Grown from cells in industrial bioreactors rather than in animals’ bodies, clean meat – also known as in vitro, lab or cultured meat – promises a green revolution that will transform the modern meat industry, using less land and water, generating fewer greenhouse gas emissions and removing animal suffering.
However, according to the founder and CEO of Aleph Farms, Didier Toubia, the clean meat sector faces two challenges.
“The first issue is production and scale up, but all the clean meat companies are addressing this in different ways with unique approaches to driving down costs. In a few years from now, clean meat will be close to parity with conventional meat," he said.
The second challenge is resonating with consumers in terms of quality and content, and Toubia believes that here, Aleph Farms has a distinct advantage over its competitors.
'A 3D technology'
Aleph Farms uses GM- and antibiotic-free starter cells taken from an animal biopsy and grows them in a controlled, laboratory setting. The difference is it can grow all four elements of meat together in “a three dimensional way”.
“Our 3D technology gives us the ability to grow all the cells that make up traditional meat together – the muscle fibres, the fat, the blood vessels and the connective tissue, such as collagen, that binds it. This is our main competitive advantage: our meat grows together like real meat.
“Other companies grow single cells in suspension or layers in a petri dish and that means the tissues of other clean meat companies are not really integrated. Their meat is like a formulated, processed product with separate ingredients,” he told us.
Although Aleph Farms clean meat will not contain any blood as it is grown outside the cow, Toubia said blood vessels still have an important role to play in replicating the structure of end meat, which impacts its texture.
The result of this proprietary process, developed by Israeli Institute of Technology Technion, is a meat that is closer to free range meat in taste and texture while the ‘holistic’ growing method is a positive in terms of consumer acceptance, Toubia said.
While the 'single cell' approach to growing clean meat means final applications are limited to ground meat such as beef burger patties, Aleph Farms could grow a full steak.
Professor Shulamit Levenberg, dean of the Technion's bio-medical engineering faculty and Aleph Farms co-founder and chief scientific officer, said its use of the four cell types found in conventional cuts of meat was the key to "a product that will be closer to the beef that people crave".

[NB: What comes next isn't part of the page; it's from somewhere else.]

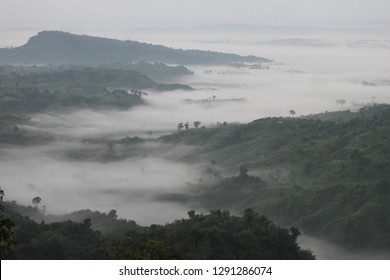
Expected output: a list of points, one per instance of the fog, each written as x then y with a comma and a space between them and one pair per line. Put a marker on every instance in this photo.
309, 72
324, 250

Leveraging regenerative medicine
Aleph Farms was co-founded in 2017 by Israeli food-tech incubator The Kitchen, a part of food manufacturer Strauss Group, and Technion.

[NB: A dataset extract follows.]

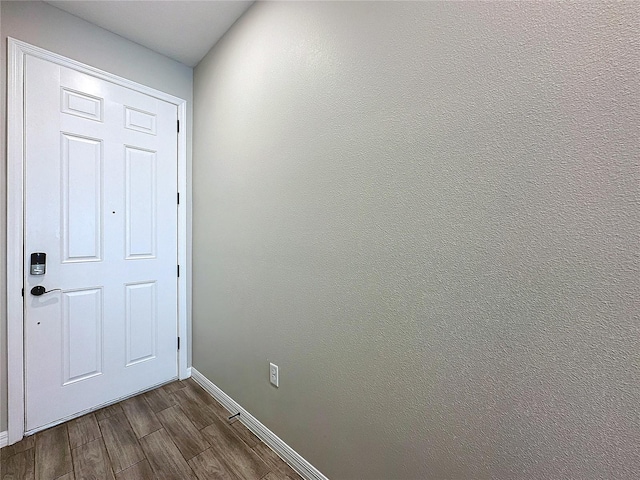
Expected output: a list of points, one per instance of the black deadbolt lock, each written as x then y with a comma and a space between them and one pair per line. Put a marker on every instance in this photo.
37, 291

With funding from Strauss, financial investors from the US and Europe and the Israeli government, the start-up completed its seed round last year and plans to close the series A by end of 2018.
It is still at the R&D stage but says it will be producing commercial quantities of beef at its ‘biofarm’, which Toubia said will resemble a brewery, within two years.
Aleph Farms has been operating for just two years but thanks to its collaboration with Technion through Levenberg, the start-up has leveraged over 10 years of advanced research in the field of regenerative medicine.
Behind the (re)brand
Formerly known as Meat the Future, the company recently changed its name to Aleph Farms.
Aleph, the first letter of ancient Semitic alphabets such as Hebrew and Arabic, was originally derived from a hieroglyph depicting an ox’s head. The letter gave rise to the Greek letter Alpha, which the company says is a symbol of leadership and new beginnings.
Applying this know-how to the food sector required some adaptation– for instance, medical researchers use foetal bovine serum as the growth medium for tissue cells whereas Aleph Farms wants to be able to label its clean meat as animal-free and vegetarian-friendly.
French native Toubia, who studied biology and food engineering before moving into finance and business in Israel, said the start-up has found an animal-friendly alternative to foetal bovine serum but would not give details.
He did say that overall, however, the food space has been easier.
In regenerative medicine, researchers take human cells and grows parts of, say, a fully functional human heart and then transplant it back into the patient.
In comparison, the functionality of Aleph Farms cultured cells – taste, texture and colour – is less complex.
Aiming for export
Aleph Farms has identified Europe, the US and Asia as its key export markets.
“Israel is a start-up nation and we have good experience with technology, but the country is very small so there is no real local market,” the co-founder said. “From day one, we have to go global and we are used to doing that.”
It will also tweak the final products – in either its marketing or the product itself - to win consumer acceptance in each region, although the underlying technology will be the same.
Aleph Farms is not Israel's only clean meat start-up.
Future Meat Technologies has developed an IP-protected cultured meat technology that it licences to other companies. The company’s founder, Professor Yaakov Nahmias of the Hebrew University, told our sister site FoodNavigator-USA the firm's ‘distributive manufacturing’ model’ was “effectively sending out the equivalent of seeds to farmers to grow their own biomass”.